In their first question for Ellis, the jury asked if someone is required to file an FBAR if they own “less than 50 percent of the account, do not have signature authority over the account,” but do have the authority to “direct disbursement of funds” from the account.

Prosecutors have charged Manafort with willfully failing to submit FBARs to the Treasury Department in order to conceal the existence of 31 foreign accounts in which he allegedly hid more than $30 million from the IRS.

To be required to file an FBAR, a person must own more than 50 percent of the entity with foreign accounts. For the years 2012 through 2014, Manafort owned a flat 50 percent of his political consulting firms that controlled the foreign bank accounts, the defense has argued — just under the threshold that would trigger an FBAR requirement.

But Manafort’s wife, Kathleen, owned the other 50 percent, and the couple have filed joint tax returns for decades, U.S. Attorney Uzo Asonye has argued. The rules for filing an FBAR state that a person can have ownership both “directly” and “indirectly.”

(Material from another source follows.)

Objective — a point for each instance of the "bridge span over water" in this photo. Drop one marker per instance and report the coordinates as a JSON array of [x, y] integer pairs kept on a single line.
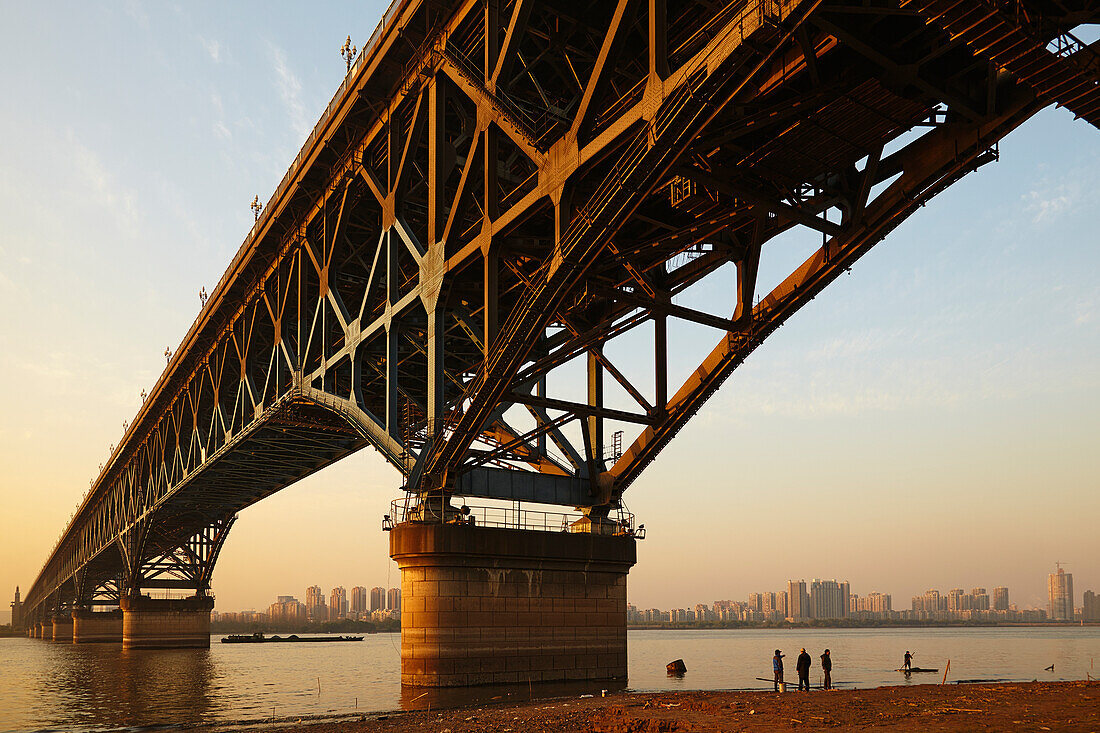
[[499, 189]]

The jury must decide if Kathleen Manafort’s 50 percent stake in Davis Manafort Partners and DMP International counts as her husband’s “indirect” ownership.

 The judge noted Thursday that a person who meets the 50 percent ownership threshold and has a “financial interest” in the account “for his or her own benefit” must file an FBAR.

When in doubt

Prosecutors showed how Manafort directed his account manager, Cypriot lawyer Kypros Chrysostomides (referred to in court as “Dr. K” due to his name’s difficult pronunciation and spelling for non-Greek speakers), to spend millions of dollars wiring money to vendors in the U.S. for yard work on Manafort’s properties, multiple automobiles, and luxury clothing items such as the now-infamous ostrich-skin jacket.

The jurors also asked Ellis to redefine “reasonable doubt” for them. Prosecutors in the U.S. bear the burden of proving a defendant’s guilt.

The government is not, Ellis reminded the jury, required to prove Manafort’s innocence “beyond all possible doubt.”

But if any juror has a reasonable doubt — “a doubt based in reason,” Ellis said — then Manafort’s presumption of innocence would still be intact.

Other queries

Another question from the jury revolved around the definition of a “shelf company,” a term Manafort’s longtime deputy Rick Gates used in his testimony to describe accounts Dr. K set up in Cyprus in 2007 that would leave no paper trail tying Manafort to them, even though he had de facto control over the accounts.

Ellis declined to define the term for them, indicating they had to rely on the testimony and evidence provided throughout the trial in their deliberation on such matters.

Finally, jurors asked if the exhibit list could include which pieces of evidence pertained to which indictments.

The judge said they must rely on their own “collective” memory to make their decision on each count.

The jury recessed for the day at 5:20 p.m., Eastern time, and will reconvene Friday at 9:30 a.m. to continue considering their verdict on the 18 charges.